L'errore da non fare
Non rosolate l'aglio troppo a lungo né a fuoco alto: se scurisce diventa amaro e il piatto perde il suo equilibrio. L'aglio deve restare chiaro e profumato. Un altro errore frequente è aggiungere la pasta alla padella quando le rape sono ancora troppo bagnate: la verdura deve essere ben scolata perché la mantecatura finale risulti compatta. Infine, non condite con troppo aglio crudo: due spicchi sono la giusta misura, altrimenti il sapore predomina sulla verdura.
I nostri consigli
- Le orecchiette cotte si conservano in frigorifero per 2 giorni in un contenitore ermetico. Se vuoi rifare il piatto a freddo, scalda in padella con un filo di olio e un'aggiunta di acqua tiepida per 3 minuti.
- Se non trovi rape nere fresche, puoi usare le cime di rapa comuni o anche i broccoli rabe, che hanno un sapore simile e le stesse proprietà nutrienti. I tempi di cottura rimangono uguali.

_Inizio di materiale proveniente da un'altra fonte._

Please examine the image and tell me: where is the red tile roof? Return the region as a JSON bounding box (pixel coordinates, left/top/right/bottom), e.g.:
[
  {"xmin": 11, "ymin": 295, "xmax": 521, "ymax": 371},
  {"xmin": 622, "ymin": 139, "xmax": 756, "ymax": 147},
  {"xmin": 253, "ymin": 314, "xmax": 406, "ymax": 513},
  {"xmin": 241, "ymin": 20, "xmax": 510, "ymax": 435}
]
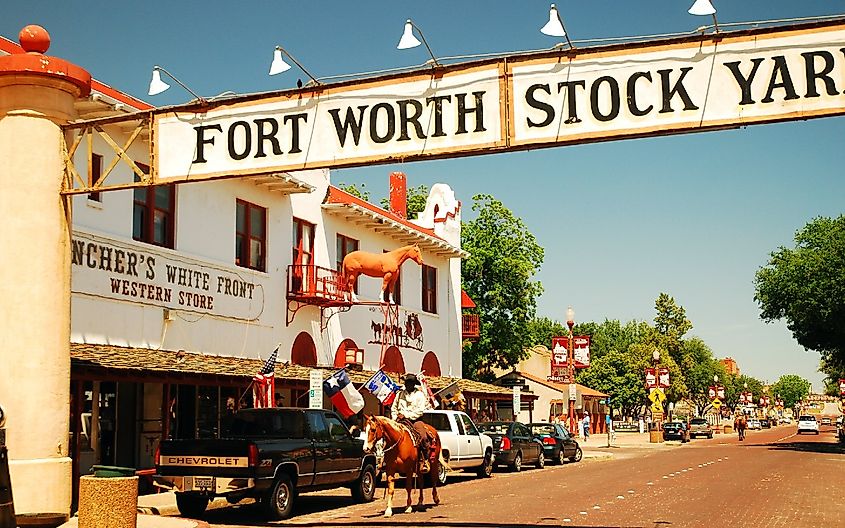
[
  {"xmin": 461, "ymin": 290, "xmax": 476, "ymax": 309},
  {"xmin": 515, "ymin": 371, "xmax": 608, "ymax": 398},
  {"xmin": 324, "ymin": 185, "xmax": 441, "ymax": 240}
]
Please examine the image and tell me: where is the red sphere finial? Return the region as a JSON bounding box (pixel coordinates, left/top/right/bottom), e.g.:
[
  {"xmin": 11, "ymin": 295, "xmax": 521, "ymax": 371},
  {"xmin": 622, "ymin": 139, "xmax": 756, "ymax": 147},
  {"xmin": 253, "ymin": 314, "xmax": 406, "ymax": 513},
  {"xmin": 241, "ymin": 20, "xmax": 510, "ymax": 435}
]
[{"xmin": 19, "ymin": 25, "xmax": 50, "ymax": 54}]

- Aggiungi al piatto un grato di pecorino romano grattugiato al momento prima di servire, oppure accompagna con una fetta di pane tostato per raccogliere il condimento rimasto nel piatto.
Quando prepararla
Le orecchiette con le rape nere si preparano soprattutto tra settembre e marzo, quando le rape nere sono di stagione e più disponibili nei mercati. È un piatto perfetto per le giornate fredde autunnali e invernali, quando il sapore amaro della verdura cotta scalda il corpo e sazia senza appesantire. In primavera la ricetta perde la sua naturale stagionalità, ma resta sempre possibile con verdure conservate o congelate.
Domande frequenti
- Posso usare orecchiette fresche invece di quelle secche? Sì, le orecchiette fatte in casa rimangono la scelta più tradizionale. I tempi di cottura si accorciano a 4-6 minuti. Segui le indicazioni della ricetta per la freschezza.

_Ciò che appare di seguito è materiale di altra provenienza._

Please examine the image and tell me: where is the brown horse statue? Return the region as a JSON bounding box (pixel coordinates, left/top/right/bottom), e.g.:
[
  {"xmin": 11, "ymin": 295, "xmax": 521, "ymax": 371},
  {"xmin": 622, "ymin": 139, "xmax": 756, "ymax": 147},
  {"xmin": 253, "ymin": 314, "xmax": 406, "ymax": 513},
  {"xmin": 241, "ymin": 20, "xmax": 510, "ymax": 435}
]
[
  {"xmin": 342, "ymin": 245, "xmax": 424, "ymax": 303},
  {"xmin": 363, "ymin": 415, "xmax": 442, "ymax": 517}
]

- Che differenza c'è tra rape nere e cime di rapa? Le rape nere sono la radice e il fogliame giovane, più amare e tenere. Le cime di rapa sono solo il fiore e il gambo, leggermente meno amare. Per questo piatto vanno bene entrambe, con tempi simili di cottura.
- Posso aggiungere pesce al piatto? Tradizionalmente no, è un piatto vegetale. Però se vuoi renderlo più proteico, aggiungi alici salate sfilettate o bottarga a fine mantecatura, ma cambia il carattere della ricetta.
- L'olio extravergine fa ingrassare? L'olio aggiunto a crudo dopo la cottura apporta calorie, ma è ricco di grassi insaturi utili per l'assorbimento di vitamine. Una giusta dose come nel piatto finito rimane bilanciata in una dieta varia.